3. Failure to Issue Form 1099s

A Form 1099 must generally be issued to vendors, including independent contractors, who provide more than $600 in services. Some entities, such as corporations, are not required to be issued a Form 1099. If a company fails to timely furnish a Form 1099, it can be subject to penalties.

4. Not Including the Fair Market Value of Gift Cards, Prizes and Awards in Employees’ Income

For federal income tax purposes, most prizes and awards are considered taxable fringe benefits subject to federal income and employment tax withholding. Gift cards are the equivalent of cash and should always be included in taxable wages regardless of amount. Certain items can be excluded from wages if they are de minimis in nature. However, cash equivalents are never de minimis.

5. Failing to Timely Deposit Withheld Taxes

Generally, a company is required to deposit taxes on a monthly or semi-weekly basis. When taxes reach certain amounts, they must be deposited the next business day. If a company doesn’t timely deposit these taxes, the company may be subject to late deposit penalties and interest. CPA in Miami notes penalties rates range from 2 to 15 percent, depending on how late the deposit is.

6. Failure to Timely Deposit Withholding Taxes on Vested Restricted Stock and Exercise of Stock Options

When an individual exercises stock options, employment taxes should be deposited within one day of the settlement date. The settlement date should not be more than three days after the date of exercise. However, when an employee is granted restricted stock, he or she generally recognizes income upon vesting. Income and employment taxes are required to be withheld on the fair market value of the shares less any amount the employee paid for such shares on that date. The income and employment taxes may be required to be deposited the next business day.

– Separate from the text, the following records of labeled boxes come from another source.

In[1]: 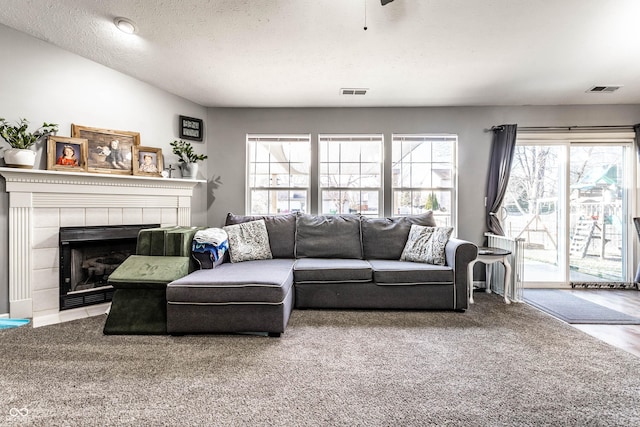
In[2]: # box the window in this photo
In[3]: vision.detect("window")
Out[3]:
[247,135,311,215]
[391,135,458,226]
[318,135,383,217]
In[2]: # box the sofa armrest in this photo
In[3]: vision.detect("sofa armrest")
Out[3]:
[445,238,478,310]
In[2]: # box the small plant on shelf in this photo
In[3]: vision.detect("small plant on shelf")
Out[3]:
[0,118,58,150]
[171,139,209,163]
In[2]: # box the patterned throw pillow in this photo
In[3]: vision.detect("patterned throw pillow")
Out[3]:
[223,219,273,262]
[400,224,453,265]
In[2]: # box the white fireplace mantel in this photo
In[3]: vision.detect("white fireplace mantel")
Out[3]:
[0,167,206,325]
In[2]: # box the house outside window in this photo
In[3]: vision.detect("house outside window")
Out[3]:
[391,134,458,227]
[247,135,311,215]
[318,134,383,217]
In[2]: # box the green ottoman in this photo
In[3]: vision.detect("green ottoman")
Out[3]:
[103,255,191,335]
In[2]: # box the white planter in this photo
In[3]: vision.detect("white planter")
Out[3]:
[4,148,36,169]
[180,163,198,179]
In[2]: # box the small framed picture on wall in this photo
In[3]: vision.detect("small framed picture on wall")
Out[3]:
[179,116,204,142]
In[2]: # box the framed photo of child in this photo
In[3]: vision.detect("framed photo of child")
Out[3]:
[71,124,140,175]
[47,136,88,172]
[133,146,164,176]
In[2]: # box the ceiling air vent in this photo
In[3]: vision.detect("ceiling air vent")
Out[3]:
[587,85,622,93]
[340,88,369,95]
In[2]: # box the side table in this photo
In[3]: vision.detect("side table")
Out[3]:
[468,247,513,304]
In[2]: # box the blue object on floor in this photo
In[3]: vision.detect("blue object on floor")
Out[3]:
[0,319,29,329]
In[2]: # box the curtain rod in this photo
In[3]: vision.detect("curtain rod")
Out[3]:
[485,125,634,132]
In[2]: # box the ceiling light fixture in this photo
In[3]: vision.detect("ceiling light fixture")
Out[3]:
[113,16,138,34]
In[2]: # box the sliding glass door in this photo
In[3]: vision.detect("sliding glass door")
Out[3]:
[569,144,631,283]
[502,135,633,287]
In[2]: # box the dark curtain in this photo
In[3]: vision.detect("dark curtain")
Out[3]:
[485,125,518,236]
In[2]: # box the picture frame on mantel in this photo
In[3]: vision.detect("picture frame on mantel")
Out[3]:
[47,136,88,172]
[178,116,204,142]
[133,146,164,177]
[71,124,140,175]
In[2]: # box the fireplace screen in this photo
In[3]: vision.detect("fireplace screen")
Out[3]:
[60,224,159,310]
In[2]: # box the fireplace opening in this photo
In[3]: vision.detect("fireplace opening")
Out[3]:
[60,224,160,310]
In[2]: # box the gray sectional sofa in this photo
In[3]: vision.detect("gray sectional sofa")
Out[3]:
[167,212,477,336]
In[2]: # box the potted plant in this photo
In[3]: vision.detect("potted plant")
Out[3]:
[0,118,58,169]
[171,139,208,179]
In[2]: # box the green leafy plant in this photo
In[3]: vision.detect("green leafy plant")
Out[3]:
[0,118,58,149]
[171,139,209,163]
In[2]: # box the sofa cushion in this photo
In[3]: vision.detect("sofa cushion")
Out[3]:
[400,224,453,265]
[296,214,362,259]
[223,219,273,262]
[167,259,295,304]
[369,260,454,285]
[225,213,296,258]
[362,211,436,260]
[293,258,372,283]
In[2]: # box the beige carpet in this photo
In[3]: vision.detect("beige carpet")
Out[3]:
[0,293,640,426]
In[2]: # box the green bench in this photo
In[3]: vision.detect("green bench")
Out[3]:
[103,226,201,335]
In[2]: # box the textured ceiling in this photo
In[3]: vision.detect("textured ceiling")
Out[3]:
[0,0,640,107]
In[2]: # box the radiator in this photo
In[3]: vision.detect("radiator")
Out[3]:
[484,233,525,302]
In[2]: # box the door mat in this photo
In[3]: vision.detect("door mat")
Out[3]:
[524,289,640,325]
[0,319,29,329]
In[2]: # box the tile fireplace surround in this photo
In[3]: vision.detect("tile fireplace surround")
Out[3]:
[0,167,205,327]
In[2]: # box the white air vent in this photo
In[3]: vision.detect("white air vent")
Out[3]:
[587,85,622,93]
[340,88,369,95]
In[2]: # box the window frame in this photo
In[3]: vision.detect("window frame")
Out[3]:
[317,133,385,217]
[245,133,312,215]
[389,133,458,229]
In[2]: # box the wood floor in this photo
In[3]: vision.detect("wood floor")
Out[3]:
[532,289,640,357]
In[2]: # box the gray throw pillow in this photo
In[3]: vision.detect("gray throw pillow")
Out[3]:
[222,219,273,262]
[225,213,298,258]
[400,224,453,265]
[362,211,437,259]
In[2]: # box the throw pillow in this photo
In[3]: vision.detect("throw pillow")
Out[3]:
[223,219,273,262]
[400,224,453,265]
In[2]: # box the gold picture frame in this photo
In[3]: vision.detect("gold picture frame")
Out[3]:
[71,124,140,175]
[133,145,164,176]
[47,136,88,172]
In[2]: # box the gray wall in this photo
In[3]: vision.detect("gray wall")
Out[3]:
[0,25,207,314]
[208,105,640,243]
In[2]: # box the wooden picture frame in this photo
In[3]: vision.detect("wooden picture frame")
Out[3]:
[47,136,88,172]
[71,124,140,175]
[178,116,204,142]
[133,145,164,176]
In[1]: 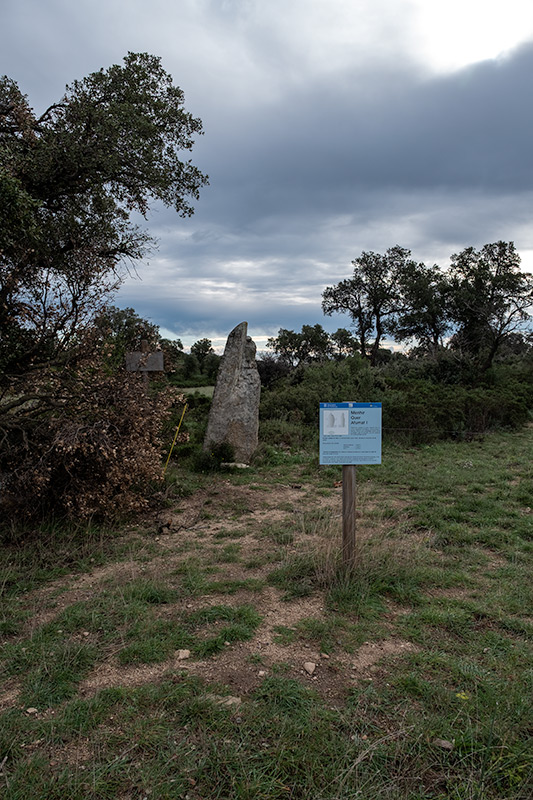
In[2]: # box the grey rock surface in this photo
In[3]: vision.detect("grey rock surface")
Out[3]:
[204,322,261,464]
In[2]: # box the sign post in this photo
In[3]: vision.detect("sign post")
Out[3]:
[320,402,381,570]
[126,339,165,391]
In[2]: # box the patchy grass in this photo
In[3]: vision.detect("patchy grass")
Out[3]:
[0,426,533,800]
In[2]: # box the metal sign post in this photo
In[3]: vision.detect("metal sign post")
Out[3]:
[320,402,381,570]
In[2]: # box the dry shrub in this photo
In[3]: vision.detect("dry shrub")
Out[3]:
[0,365,181,520]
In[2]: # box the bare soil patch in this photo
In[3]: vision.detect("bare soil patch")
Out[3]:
[0,478,416,708]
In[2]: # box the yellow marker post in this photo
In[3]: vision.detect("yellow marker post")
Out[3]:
[163,403,187,475]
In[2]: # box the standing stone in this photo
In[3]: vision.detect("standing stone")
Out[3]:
[204,322,261,464]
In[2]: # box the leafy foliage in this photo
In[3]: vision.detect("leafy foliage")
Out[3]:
[0,53,207,516]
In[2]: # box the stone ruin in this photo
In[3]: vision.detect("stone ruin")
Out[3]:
[204,322,261,464]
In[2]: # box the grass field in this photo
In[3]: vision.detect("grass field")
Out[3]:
[0,427,533,800]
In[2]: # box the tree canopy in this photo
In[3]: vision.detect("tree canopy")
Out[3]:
[0,53,207,380]
[322,241,533,371]
[0,53,207,516]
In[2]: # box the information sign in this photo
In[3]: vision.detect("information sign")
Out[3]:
[320,403,381,465]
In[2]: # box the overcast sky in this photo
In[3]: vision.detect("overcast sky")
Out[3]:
[4,0,533,349]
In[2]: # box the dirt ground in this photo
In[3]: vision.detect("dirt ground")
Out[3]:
[0,478,416,709]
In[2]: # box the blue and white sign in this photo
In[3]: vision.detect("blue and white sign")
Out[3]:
[320,403,381,464]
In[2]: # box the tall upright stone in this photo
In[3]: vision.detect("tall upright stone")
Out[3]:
[204,322,261,464]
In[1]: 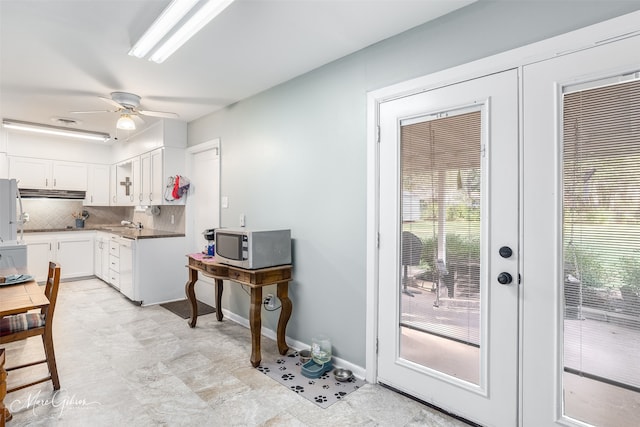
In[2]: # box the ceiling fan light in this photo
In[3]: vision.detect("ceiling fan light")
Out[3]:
[129,0,198,58]
[116,114,136,130]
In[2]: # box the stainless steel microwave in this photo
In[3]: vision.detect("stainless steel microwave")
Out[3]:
[215,228,291,270]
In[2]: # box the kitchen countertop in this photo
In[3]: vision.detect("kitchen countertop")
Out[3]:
[24,225,184,240]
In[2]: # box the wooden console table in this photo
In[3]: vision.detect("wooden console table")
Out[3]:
[185,254,293,367]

7. Incorrectly Excluding Expense Reimbursements from Reportable Wages

Whether expense reimbursements can be excluded from an employee’s wages depends on whether he or she is reimbursed pursuant to an accountable plan. An accountable plan is generally one under which expenses are reimbursed only if there is a business connection to the expenditure, there is an adequate accounting of the expenditure and any excess reimbursements are returned to the employer. If expenses are reimbursed under a policy or plan that does not meet these requirements, they must be included in taxable wages.

8. Failure to Include Nonqualified Deferred Compensation in Executives’ Incomes

If nonqualified deferred compensation plans have not been amended to comply with Internal Revenue Code Section 409A or have provisions that do not comply with 409A, the executives could have an income recognition event prior to the payment of the deferred amounts and could be subject to an excise tax. The Service has also established a correction program where taxpayers can obtain some relief with respect to certain operational failures. Only certain types of failures are eligible for correction, but taking advantage of this program can reduce the total amount of income inclusion and excise taxes.

9. Not Including the Appropriate Value of Taxable Fringe Benefits in Employees’ Income

Taxable fringe benefits can also include spousal travel, company-provided automobiles, country club dues and housing benefits. How a company values these fringe benefits for purposes of income and employment tax reporting and withholding can be a complicated issue. For example, there are three valuation methods for calculating the value of personal use of company-provided vehicles. Is your company calculating this correctly?

10. Excluding Travel and Commuting Expense Reimbursements from Employees’ Income

Most of the time, travel and commuting expenses are not taxable income to an employee. However, if what started out as a short-term assignment is extended beyond a year, or if an employee is traveling to a permanent work site that is not in the same place as his or her permanent residence, those company-provided travel and commuting benefits may need to be included in the employee’s income.